1973 was the choir's silver jubilee year.

In 1974 they won the competition for male choirs between 40 and 70 voices at the National Eisteddfod of Wales at Carmarthen, their first victory in this event. It was also the first time in the event's history that a choir led by a woman conductor won.

In 1975 a Polish choir, "Zzk Henjau", visited Pontypridd. Pontypridd choir visited Poland in 1976 as guests of "Zzk Henjau".

Joyce Durston resigned in November 1977, and Dorothy Davies Ingram (accompanyist since 1964) became musical director and Jonathan Gulliford succeeded her as accompanist.
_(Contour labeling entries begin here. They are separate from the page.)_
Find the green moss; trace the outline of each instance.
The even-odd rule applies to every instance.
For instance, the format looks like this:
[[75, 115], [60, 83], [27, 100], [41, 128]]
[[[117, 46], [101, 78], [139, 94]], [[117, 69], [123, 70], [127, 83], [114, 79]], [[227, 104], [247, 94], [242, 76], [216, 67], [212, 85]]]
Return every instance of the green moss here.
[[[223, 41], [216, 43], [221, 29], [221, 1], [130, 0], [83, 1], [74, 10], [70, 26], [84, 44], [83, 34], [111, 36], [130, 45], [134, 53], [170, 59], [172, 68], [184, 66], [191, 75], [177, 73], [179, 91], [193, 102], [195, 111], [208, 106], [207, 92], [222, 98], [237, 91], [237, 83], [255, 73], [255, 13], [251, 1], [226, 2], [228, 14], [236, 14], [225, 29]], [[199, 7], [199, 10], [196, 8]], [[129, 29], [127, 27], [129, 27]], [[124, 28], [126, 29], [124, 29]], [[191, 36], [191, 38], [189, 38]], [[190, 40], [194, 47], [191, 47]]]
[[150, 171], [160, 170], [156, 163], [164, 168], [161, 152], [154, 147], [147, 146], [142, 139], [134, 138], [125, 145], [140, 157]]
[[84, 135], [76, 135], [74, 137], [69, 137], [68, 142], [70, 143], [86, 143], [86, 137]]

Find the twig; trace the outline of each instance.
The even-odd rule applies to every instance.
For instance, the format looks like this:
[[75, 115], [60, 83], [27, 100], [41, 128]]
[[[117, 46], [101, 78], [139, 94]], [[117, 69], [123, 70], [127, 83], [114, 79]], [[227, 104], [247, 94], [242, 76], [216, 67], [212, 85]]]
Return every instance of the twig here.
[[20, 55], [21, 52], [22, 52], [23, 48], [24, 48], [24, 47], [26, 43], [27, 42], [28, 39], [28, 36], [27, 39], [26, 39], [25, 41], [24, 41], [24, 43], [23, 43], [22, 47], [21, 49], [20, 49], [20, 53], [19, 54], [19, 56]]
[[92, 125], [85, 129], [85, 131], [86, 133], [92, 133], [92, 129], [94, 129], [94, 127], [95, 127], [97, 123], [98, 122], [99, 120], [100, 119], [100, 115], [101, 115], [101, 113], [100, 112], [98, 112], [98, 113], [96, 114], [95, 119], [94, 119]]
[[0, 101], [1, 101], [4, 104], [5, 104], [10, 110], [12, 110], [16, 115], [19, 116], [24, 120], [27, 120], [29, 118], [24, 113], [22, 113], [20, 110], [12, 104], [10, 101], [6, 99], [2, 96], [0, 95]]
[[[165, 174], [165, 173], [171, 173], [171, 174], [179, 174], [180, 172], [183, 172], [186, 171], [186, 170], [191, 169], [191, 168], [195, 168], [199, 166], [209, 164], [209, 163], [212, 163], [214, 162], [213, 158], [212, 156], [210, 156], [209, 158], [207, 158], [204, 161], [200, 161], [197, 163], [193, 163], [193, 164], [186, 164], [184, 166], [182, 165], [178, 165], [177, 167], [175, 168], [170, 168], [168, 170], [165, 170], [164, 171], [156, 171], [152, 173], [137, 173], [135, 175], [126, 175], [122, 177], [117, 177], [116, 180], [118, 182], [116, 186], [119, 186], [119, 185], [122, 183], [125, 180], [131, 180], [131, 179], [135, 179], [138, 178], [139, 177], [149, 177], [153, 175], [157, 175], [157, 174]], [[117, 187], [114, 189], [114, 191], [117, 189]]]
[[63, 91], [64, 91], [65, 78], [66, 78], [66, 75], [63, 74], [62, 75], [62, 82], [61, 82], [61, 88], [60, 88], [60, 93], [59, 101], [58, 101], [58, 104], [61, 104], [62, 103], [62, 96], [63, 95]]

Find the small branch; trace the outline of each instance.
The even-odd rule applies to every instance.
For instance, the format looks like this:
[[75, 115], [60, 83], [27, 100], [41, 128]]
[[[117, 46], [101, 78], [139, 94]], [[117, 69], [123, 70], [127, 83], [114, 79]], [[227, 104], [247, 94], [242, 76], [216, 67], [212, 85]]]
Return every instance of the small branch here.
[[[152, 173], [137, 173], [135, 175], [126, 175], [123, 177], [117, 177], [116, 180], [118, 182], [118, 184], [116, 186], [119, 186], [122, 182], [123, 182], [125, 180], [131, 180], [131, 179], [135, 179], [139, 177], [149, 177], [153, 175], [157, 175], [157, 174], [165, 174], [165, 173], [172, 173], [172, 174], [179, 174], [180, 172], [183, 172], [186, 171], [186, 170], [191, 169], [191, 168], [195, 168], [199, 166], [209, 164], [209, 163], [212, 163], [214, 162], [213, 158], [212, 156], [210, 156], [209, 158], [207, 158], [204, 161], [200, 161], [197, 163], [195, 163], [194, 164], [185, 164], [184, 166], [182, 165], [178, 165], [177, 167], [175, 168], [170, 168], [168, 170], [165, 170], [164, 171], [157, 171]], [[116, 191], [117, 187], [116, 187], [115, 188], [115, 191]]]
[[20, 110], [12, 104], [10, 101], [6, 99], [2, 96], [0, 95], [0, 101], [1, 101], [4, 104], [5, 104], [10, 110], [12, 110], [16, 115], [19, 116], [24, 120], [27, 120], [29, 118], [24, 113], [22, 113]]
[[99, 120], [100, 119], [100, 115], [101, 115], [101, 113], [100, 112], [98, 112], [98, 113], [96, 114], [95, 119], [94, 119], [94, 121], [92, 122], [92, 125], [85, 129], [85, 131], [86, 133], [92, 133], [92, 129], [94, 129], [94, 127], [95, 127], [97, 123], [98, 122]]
Dorothy had previously been a member of the Shelley Singers. She made her debut as the choir's musical director at the Festival of 1,000 Voices at the Afan Lido, Aberavon in December 1977.

The choir won the Knight of St. David Memorial Bowl at the Rhymney Valley Eisteddfod, and retained it the following year.

In 1989 Dorothy became the first woman to conduct the 1,000 voices in the Royal Albert Hall and after 11 years as conductor to Côr Meibion Pontypridd, changed her role to become deputy conductor and accompanist, with Jonathan Gulliford becoming director of music.

1989 was also the choir's 40th anniversary. As part of the celebrations the choir appeared in a gala concert with Liederkranz Obersingen of Nürtingen in July at the Hawthorn Leisure Centre. Also in 1989, Dorothy Davies-Ingram decided to change her role, and became both deputy conductor and accompanist, while Jonathan Gulliford became director of music.

===Recent times===
The John Tree Award scheme, contributed to by R.T.J. Tree, choir president, was launched in 1991. The objective of the scheme is to link local schools and the choir. Annual prizes are awarded to musicians/singers at Pontypridd schools, based on talent. Award winners take part in the choir's annual celebrity concert.

More recently, Côr Meibion Pontypridd have participated in tours. They travelled to the United States in the year of their 50th anniversary in 1999 and returned four years later. They hosted a five-day visit by Liederkranz Obersingen in 2005 to celebrate a 40-year history of friendship between the two choirs. In 2008 the choir staged successful concerts in Cyprus, and this year they will again visit Nürtingen.